View Single Post
  #5  
Old 07-01-2008, 06:12 AM
bibleprotector's Avatar
bibleprotector bibleprotector is offline
 
Join Date: Feb 2008
Location: Australia
Posts: 587
Default

Quote:
But since the English language has changed and does trip up some very sincere readers, I see the need for updating ... I'm aware of a few words being a problem for people, words like "prevent" and "dumb" which simply don't mean now what they meant in 1611 and those do need to be defined.
This is not the case. The Bible words have not changed their meaning, nor has the meaning of the Bible words been lost, nor have they been erased from public consciousness. While many people may be ignorant of the meaning of a few words, this does not mean that we should change the Bible to suit modern tastes or modern usage.

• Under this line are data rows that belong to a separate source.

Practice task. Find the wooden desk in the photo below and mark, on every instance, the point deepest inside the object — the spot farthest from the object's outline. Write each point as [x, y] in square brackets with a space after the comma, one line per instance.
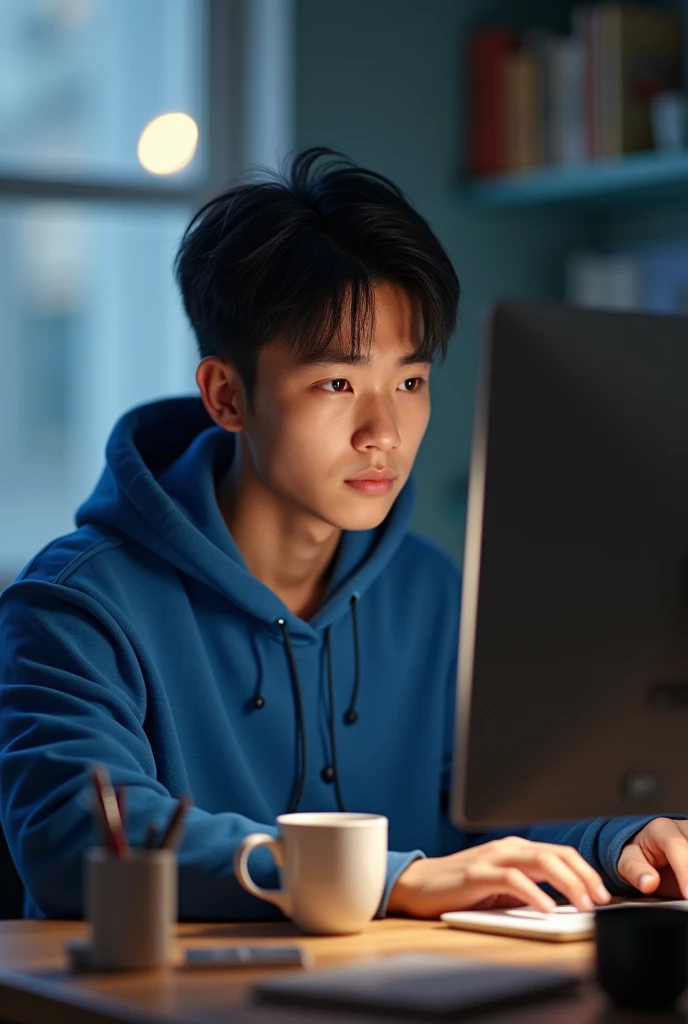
[36, 985]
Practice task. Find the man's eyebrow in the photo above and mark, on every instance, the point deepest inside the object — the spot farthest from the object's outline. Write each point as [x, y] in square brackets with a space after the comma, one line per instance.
[333, 357]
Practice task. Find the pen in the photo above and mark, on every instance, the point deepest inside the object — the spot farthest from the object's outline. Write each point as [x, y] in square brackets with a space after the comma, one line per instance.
[149, 843]
[121, 796]
[173, 832]
[108, 810]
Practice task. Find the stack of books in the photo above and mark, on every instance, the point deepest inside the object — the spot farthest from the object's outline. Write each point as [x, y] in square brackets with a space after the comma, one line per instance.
[536, 97]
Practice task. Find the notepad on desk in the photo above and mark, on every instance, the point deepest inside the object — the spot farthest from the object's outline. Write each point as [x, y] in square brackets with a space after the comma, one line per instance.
[415, 984]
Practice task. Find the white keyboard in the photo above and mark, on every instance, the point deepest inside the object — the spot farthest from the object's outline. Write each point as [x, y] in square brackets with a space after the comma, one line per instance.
[564, 924]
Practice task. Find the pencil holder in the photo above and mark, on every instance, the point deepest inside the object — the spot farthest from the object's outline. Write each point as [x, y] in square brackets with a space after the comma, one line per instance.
[131, 903]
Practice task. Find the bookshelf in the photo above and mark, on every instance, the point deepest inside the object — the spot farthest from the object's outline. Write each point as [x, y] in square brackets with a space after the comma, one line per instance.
[648, 175]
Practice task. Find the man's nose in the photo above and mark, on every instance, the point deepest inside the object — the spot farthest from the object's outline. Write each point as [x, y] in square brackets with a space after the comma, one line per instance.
[377, 428]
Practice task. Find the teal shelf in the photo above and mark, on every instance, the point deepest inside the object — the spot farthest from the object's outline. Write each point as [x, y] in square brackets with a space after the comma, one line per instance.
[642, 175]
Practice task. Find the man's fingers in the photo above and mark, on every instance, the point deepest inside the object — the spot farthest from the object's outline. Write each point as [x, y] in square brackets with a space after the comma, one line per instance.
[550, 867]
[563, 867]
[636, 868]
[488, 880]
[676, 851]
[596, 887]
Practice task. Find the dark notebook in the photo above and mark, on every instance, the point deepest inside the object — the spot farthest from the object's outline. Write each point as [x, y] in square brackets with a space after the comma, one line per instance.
[415, 984]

It is a very slippery slope to even change one word. As soon as you allow this, you allow the idea that modern people can impose their present ideas onto God's Word. You see, if you changed a small thing like "marishes" to "marshes", you allow for any change. You would have just said that the Word of God is not fixed, but open to continual adjustment. That is exactly how the modern version thing came about. In the 1800s people talked about updating a few minor things, what they got was Westcott and Hort's work. Every now and again one or other publisher might bring out a slightly modernised King James Version, such as the KJ21 or the MKJV, but these kinds of things are often sinister in that they contain much more... they invariably contain meaning changes.

This is because people do not yet understand that a word like "glistering" does not mean "glistening". The Oxford English Dictionary shows that they are two different words from two different etymologies. "Glistering" is brilliant sparkling light, whereas "glistening" is twinkling sparkling light. The difference is in the intensity. Now, the well meaning reviser will come along and change something like "glistering" because he thinks it to be some archaic spelling, not realising that he has just altered the inerrant Word of God.

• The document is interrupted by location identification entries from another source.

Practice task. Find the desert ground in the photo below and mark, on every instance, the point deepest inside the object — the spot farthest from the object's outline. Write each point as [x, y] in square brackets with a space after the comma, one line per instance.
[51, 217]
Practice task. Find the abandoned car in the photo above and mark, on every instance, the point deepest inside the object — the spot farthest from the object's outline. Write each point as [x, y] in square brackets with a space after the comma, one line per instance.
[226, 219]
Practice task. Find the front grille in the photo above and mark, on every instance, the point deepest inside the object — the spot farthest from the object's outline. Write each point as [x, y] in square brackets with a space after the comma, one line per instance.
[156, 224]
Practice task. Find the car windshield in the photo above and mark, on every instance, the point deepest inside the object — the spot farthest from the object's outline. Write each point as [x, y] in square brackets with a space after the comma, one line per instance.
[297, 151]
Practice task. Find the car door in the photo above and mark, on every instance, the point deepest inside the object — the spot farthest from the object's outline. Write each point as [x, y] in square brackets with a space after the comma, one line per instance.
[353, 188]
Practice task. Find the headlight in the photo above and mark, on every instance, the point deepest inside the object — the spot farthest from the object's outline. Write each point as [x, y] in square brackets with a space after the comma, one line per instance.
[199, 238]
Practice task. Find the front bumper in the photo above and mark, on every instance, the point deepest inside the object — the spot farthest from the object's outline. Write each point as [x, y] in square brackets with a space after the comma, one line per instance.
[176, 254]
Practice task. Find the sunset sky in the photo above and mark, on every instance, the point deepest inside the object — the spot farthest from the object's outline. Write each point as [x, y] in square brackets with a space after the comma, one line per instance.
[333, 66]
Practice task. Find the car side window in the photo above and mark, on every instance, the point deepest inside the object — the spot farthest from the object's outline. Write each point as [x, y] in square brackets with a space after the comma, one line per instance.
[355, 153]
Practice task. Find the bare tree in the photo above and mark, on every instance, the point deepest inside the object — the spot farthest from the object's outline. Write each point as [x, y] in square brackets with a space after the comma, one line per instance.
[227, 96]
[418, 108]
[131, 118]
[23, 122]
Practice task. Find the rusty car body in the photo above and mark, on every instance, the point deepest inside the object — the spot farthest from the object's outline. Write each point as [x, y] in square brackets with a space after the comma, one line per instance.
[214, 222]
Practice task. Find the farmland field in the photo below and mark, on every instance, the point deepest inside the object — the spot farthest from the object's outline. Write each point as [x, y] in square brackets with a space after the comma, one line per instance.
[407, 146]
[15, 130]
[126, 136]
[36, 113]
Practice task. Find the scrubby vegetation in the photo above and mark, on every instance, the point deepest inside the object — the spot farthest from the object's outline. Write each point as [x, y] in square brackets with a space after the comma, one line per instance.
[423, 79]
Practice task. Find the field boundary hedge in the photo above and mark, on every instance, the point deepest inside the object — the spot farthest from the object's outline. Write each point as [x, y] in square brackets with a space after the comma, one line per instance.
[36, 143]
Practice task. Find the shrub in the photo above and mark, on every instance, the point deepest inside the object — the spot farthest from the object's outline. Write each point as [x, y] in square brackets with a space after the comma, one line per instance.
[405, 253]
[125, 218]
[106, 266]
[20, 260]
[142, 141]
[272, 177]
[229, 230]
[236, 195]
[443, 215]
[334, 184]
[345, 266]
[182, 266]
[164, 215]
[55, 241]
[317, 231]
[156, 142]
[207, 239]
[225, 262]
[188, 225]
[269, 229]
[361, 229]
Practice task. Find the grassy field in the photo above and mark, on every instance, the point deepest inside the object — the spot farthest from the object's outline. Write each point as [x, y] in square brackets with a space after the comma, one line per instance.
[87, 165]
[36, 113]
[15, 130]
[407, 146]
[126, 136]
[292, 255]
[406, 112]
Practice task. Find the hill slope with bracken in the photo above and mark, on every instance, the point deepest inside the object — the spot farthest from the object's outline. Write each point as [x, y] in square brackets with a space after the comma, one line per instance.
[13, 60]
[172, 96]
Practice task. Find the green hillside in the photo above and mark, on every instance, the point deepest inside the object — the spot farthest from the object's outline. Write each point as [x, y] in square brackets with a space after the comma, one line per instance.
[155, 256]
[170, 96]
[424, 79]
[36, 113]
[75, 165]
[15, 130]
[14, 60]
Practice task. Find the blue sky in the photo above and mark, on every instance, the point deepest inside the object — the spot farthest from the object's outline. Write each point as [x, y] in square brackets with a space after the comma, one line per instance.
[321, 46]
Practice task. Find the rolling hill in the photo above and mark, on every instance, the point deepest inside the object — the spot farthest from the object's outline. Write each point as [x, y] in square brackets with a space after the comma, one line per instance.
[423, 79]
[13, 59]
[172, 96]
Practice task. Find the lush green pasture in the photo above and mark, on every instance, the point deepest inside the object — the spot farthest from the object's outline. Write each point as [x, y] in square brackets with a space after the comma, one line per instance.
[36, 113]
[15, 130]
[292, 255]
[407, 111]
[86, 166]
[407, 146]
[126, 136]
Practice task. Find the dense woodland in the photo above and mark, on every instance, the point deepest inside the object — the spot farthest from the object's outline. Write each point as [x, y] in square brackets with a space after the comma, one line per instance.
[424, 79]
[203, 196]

I do not agree with what Edward Hills said here concerning the "changing English", but he did show how his own position would fail if any ever tried to revise just the English of the King James Bible:

"It is possible, if the Lord tarry that in the future the English language will change so much that a new English translation of the Bible will become absolutely necessary. But in that case any version which we prepare today would be equally antiquated. Hence this is a matter which we must leave to God, who alone knows what is in store for us. For the present, however, and the foreseeable future no new translation is needed to take the place of the King James Version."